On being entirely comfortable with being both Scottish and British, I can trace my slow conversion to independence from attending two of Scotland’s oldest universities. On first attending Kings College in Aberdeen, I took great pride in learning that until 1858 Aberdeen had two universities, the same number as the whole of England.
Education always appeared to be a great Scottish virtue and with the devolved Scottish administration paying student’s tuition fees since 1999 it became clear that education in Scotland is a universal right and not something confined to the privileged few.
On transferring to Glasgow University and studying History, I slowly developed the opinion that Scotland had everything in place to be thriving independent nation but somehow shied away from taking full responsibility. A country blessed with huge natural resources, a brilliant university network, untapped green energy, a booming tourist industry and two of the greatest cities in Northern Europe only 40 minutes apart. Scotland has enormous potential to become a progressive and wealthy European state.

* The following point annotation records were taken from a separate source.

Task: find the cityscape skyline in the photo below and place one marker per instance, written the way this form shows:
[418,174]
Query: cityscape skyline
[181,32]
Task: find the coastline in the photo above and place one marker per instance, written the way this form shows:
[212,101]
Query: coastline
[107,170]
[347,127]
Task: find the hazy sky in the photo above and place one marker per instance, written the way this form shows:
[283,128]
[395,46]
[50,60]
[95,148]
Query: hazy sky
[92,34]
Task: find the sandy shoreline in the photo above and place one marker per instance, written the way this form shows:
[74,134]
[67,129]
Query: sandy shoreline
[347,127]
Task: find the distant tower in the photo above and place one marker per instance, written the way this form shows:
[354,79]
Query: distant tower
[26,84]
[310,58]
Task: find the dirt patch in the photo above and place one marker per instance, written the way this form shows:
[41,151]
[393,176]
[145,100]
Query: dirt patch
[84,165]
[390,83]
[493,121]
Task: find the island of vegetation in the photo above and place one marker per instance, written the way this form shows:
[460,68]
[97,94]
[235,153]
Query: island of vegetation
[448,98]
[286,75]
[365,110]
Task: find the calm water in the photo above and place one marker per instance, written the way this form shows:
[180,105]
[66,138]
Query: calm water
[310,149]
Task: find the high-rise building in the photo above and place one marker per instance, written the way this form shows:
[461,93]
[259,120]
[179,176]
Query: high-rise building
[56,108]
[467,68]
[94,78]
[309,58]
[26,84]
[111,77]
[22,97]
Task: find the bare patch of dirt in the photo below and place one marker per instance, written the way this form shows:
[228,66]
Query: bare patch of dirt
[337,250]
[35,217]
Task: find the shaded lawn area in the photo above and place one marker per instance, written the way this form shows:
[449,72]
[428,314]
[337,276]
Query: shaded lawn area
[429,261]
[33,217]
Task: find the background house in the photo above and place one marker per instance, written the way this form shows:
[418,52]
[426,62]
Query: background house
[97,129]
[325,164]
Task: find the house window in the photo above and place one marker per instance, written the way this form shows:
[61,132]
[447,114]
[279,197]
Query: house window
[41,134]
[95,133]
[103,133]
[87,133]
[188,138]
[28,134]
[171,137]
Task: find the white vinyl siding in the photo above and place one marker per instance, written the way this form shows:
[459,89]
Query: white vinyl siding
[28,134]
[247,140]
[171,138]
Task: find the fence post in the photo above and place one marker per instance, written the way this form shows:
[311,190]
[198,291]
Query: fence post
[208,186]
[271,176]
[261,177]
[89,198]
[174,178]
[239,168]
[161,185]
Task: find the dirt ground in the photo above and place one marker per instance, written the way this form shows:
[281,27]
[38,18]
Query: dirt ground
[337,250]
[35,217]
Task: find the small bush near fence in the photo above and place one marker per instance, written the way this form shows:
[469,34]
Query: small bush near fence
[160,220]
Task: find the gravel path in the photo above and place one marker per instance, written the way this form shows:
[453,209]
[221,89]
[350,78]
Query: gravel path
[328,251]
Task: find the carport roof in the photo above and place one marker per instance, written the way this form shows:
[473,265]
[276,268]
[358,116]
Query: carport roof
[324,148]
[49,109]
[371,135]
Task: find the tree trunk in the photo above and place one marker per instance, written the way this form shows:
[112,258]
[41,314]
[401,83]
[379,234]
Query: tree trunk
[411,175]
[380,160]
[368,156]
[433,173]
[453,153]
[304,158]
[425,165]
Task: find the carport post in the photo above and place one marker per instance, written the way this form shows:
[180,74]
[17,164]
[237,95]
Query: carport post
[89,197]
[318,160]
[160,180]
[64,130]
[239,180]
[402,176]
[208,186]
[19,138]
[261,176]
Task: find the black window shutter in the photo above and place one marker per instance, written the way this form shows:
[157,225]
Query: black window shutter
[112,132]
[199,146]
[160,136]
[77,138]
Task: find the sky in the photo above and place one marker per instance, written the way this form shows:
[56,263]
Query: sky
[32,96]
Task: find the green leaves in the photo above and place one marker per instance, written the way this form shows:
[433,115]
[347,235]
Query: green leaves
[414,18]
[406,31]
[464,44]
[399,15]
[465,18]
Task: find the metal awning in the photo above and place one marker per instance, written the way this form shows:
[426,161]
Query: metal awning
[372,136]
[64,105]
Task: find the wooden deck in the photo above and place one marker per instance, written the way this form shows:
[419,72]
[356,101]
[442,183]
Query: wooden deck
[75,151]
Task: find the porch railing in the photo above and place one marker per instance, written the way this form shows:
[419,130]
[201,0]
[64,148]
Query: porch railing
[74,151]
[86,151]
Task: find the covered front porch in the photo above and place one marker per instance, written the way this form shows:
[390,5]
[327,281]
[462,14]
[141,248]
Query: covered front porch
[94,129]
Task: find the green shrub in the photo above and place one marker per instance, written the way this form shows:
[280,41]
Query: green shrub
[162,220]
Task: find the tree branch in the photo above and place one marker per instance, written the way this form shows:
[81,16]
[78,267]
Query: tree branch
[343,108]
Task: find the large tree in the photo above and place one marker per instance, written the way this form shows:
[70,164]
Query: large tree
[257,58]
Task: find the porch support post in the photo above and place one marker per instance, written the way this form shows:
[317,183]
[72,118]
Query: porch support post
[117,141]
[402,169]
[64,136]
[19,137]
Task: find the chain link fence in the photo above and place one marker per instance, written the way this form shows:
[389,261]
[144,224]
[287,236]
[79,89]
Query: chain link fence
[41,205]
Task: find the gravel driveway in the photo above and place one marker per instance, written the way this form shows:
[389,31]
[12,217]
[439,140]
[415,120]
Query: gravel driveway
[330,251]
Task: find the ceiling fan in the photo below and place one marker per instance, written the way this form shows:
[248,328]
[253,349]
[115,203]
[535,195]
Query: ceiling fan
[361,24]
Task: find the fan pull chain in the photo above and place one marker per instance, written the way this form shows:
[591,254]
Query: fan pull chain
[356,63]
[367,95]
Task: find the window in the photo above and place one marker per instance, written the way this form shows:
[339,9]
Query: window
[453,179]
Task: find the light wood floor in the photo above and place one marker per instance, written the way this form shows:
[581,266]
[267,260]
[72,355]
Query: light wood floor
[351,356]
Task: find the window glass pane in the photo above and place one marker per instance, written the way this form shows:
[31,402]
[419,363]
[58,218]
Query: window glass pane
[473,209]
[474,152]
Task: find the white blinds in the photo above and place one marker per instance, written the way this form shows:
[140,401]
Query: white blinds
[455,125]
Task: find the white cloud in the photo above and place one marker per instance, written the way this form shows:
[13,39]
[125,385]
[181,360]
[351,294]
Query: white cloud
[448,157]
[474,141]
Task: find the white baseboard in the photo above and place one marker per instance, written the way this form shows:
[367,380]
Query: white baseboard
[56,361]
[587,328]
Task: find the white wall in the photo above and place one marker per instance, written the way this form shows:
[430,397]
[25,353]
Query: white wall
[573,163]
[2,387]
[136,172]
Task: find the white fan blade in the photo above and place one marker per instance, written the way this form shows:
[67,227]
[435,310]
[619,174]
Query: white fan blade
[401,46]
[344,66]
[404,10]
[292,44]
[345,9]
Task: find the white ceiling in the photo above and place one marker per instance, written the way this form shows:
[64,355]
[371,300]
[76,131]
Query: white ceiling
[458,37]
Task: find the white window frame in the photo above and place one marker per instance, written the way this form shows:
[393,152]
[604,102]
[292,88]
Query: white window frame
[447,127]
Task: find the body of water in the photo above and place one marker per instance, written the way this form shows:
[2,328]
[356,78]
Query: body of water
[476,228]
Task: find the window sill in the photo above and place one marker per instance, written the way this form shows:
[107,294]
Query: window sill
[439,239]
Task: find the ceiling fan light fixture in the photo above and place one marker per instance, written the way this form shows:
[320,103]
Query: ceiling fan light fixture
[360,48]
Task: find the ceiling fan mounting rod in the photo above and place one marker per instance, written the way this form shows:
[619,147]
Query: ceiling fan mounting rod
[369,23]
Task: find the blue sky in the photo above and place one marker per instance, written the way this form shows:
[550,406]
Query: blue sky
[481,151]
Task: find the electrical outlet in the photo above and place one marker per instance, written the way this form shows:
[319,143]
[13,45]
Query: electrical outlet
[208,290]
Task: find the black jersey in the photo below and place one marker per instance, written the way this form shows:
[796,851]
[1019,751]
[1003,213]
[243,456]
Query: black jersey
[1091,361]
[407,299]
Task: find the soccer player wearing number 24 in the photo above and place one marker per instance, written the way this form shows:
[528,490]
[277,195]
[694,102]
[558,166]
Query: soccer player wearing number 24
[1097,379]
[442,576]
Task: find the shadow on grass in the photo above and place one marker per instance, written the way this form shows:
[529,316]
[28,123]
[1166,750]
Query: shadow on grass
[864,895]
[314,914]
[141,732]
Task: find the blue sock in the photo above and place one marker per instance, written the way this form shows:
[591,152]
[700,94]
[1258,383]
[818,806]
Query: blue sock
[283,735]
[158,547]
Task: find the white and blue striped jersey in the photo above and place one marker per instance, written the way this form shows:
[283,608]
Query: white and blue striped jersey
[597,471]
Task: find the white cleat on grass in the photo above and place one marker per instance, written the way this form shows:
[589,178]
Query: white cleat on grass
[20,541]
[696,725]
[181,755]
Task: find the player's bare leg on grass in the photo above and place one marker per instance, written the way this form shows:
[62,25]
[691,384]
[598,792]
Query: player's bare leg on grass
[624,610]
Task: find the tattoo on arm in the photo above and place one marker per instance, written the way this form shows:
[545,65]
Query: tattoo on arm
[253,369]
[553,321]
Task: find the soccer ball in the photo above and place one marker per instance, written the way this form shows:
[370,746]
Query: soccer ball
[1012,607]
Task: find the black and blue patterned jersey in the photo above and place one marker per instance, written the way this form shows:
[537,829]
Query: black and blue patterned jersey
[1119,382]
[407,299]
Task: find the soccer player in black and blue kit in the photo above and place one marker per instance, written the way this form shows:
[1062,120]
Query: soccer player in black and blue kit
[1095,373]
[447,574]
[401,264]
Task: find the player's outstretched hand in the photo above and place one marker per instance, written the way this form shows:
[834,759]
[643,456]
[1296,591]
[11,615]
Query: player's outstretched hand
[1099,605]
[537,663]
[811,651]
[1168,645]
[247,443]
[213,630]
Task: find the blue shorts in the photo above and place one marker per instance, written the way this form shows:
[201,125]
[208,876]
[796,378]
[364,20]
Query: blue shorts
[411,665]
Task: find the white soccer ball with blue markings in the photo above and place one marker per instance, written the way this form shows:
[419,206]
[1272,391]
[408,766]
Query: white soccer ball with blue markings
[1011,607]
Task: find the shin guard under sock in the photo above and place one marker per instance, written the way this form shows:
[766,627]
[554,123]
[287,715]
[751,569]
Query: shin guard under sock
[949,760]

If Scotland were to vote for full independence in autumn 2014 then the British state will cease to exist but Britishness will not. Norwegians, Swedes, Finns and Danes are still Scandinavian despite living in politically autonomous states. The Scandinavian nations co-operate on matters of shared national interest such as security, immigration, energy and tourism.
There will be no custom officials and razed wire fences in Berwick-upon-Tweed or Gretna Green if Scotland were to go their own way. And by retaining the Queen as the head of state, the SNP have offered an olive branch to unionists uncomfortable with the pace of radical constitutional change.
With his High Excellency Alex Salmond at the helm in Holyrood anything now feels possible. A truly outstanding political operator, the SNP has been blessed with the most gifted political communicator in the British Isles since Tony Blair.
Commanding over an extremely disciplined and ‘on message’ party, Alex Salmond is gradually persuading the Scottish people there is nothing that cannot be achieved by ourselves. On turning full circle I now believe in independence. The wheels of progress have been slow but the destination now feels inevitable.